GNOME Bugzilla – Bug 707196
pygobject depends on unmaintained software
Last modified: 2017-04-20 08:47:55 UTC
pygobject depends on unmaintained and outdated Python-Cairo binding(pycairo). The current version of pycairo lacks many important features(RecordingSurface, ImageSurface.get_data(), cairo_region_t, etc.) that have been introduced to Cairo recently. This makes pygobject actually worse than pygtk.

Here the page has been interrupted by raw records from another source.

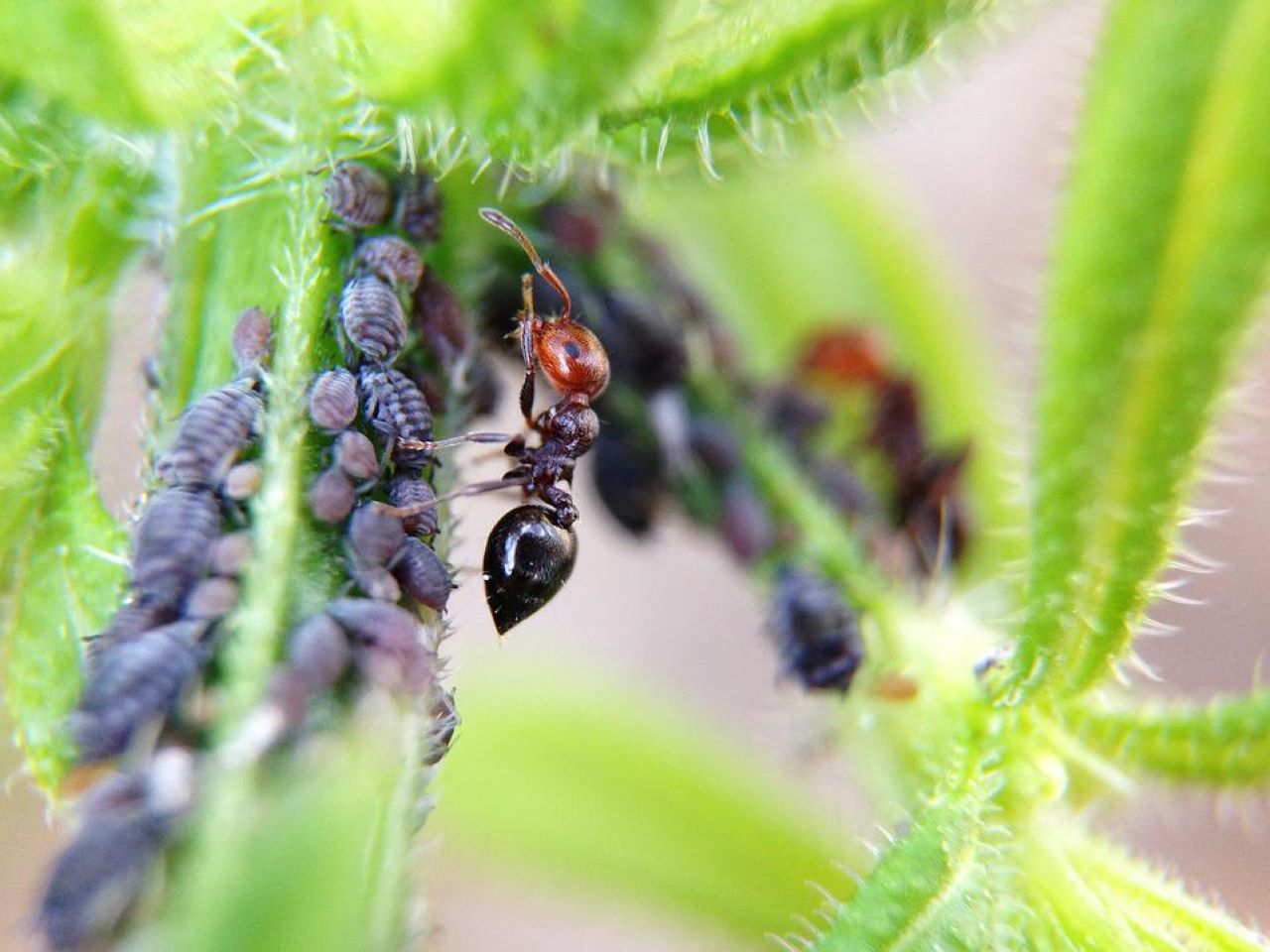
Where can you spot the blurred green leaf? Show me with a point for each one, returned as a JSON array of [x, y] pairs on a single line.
[[786, 254], [608, 789], [1224, 743], [1161, 255]]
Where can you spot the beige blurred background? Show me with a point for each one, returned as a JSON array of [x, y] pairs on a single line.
[[978, 158]]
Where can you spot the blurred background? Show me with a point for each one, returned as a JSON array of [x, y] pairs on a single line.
[[976, 157]]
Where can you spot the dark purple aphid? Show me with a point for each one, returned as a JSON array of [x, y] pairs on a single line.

Should we move PyGObject to use cairocffi? http://pythonhosted.org/cairocffi
It looks like cairocffi is in Fedora 18 and 19: https://bugzilla.redhat.com/show_bug.cgi?id=986715 But I could not find anything for debian/ubuntu. So this would need either a configure switch or runtime check for probably a great while. ./configure --with-cairo-cffi or import gi gi.enable_cairo_cffi() Furthermore, there is no C API for cairocffi which we would need to handle by some other means (implement a light C wrapper which interacts with cairocffi): http://www.cairographics.org/documentation/pycairo/3/pycairo_c_api.html
I fear cairocffi will be too slow and our efforts might be better spent trying to get an updated release of pycairo out. I think it would be a serious performance regression for anyone writing custom controls or viewports which rely on cairo drawing. I'm seeing about a 6 times slow down running the simple tutorial: http://cairographics.org/pycairo/tutorial/ pycairo: $ time python3 example.py real 0m0.034s user 0m0.032s sys 0m0.000s caircffi: $ time python3 example.py real 0m0.211s user 0m0.192s sys 0m0.016s
Hi. cairocffi developer here. I don’t think Debian packages should stop you from using cairocffi. It’s pure Python itself and thus should be very easy to packages, and other than cairo and Python only requires CFFI, which itself is in Debian. (Though admittedly not in stable.) As to the C API: what exactly does pygobject need? If you’re willing to make changes to pygobject to make this work, I think we can come up with a subset (or equivalent thereof) that can be safely implemented in cairocffi. As to performance, you’re also measuring start up. cairocffi parses a bunch of C declarations on startup (which takes some constant amount of time), but after that performs fine in my experience. The following benchmark (largely taken from the tutorial but not measuring startup) gives a difference between cairocffi and pycairo that is within the measuring error margin. #!/usr/bin/env python import io import math import timeit import cairocffi as cairo def run(): WIDTH, HEIGHT = 256, 256 surface = cairo.ImageSurface (cairo.FORMAT_ARGB32, WIDTH, HEIGHT) ctx = cairo.Context (surface) ctx.scale (WIDTH, HEIGHT) # Normalizing the canvas pat = cairo.LinearGradient (0.0, 0.0, 0.0, 1.0) pat.add_color_stop_rgba (1, 0.7, 0, 0, 0.5) # First stop, 50% opacity pat.add_color_stop_rgba (0, 0.9, 0.7, 0.2, 1) # Last stop, 100% opacity ctx.rectangle (0, 0, 1, 1) # Rectangle(x0, y0, x1, y1) ctx.set_source (pat) ctx.fill () ctx.translate (0.1, 0.1) # Changing the current transformation matrix ctx.move_to (0, 0) ctx.arc (0.2, 0.1, 0.1, -math.pi/2, 0) # Arc(cx, cy, radius, start_angle, stop_angle) ctx.line_to (0.5, 0.1) # Line to (x,y) ctx.curve_to (0.5, 0.2, 0.5, 0.4, 0.2, 0.8) # Curve(x1, y1, x2, y2, x3, y3) ctx.close_path () ctx.set_source_rgb (0.3, 0.2, 0.5) # Solid color ctx.set_line_width (0.02) ctx.stroke () file_obj = io.BytesIO() # Bypass the filesystem to avoid measuring IO. surface.write_to_png (file_obj) # Output to PNG print(min(timeit.repeat(stmt=run, repeat=3, number=100)))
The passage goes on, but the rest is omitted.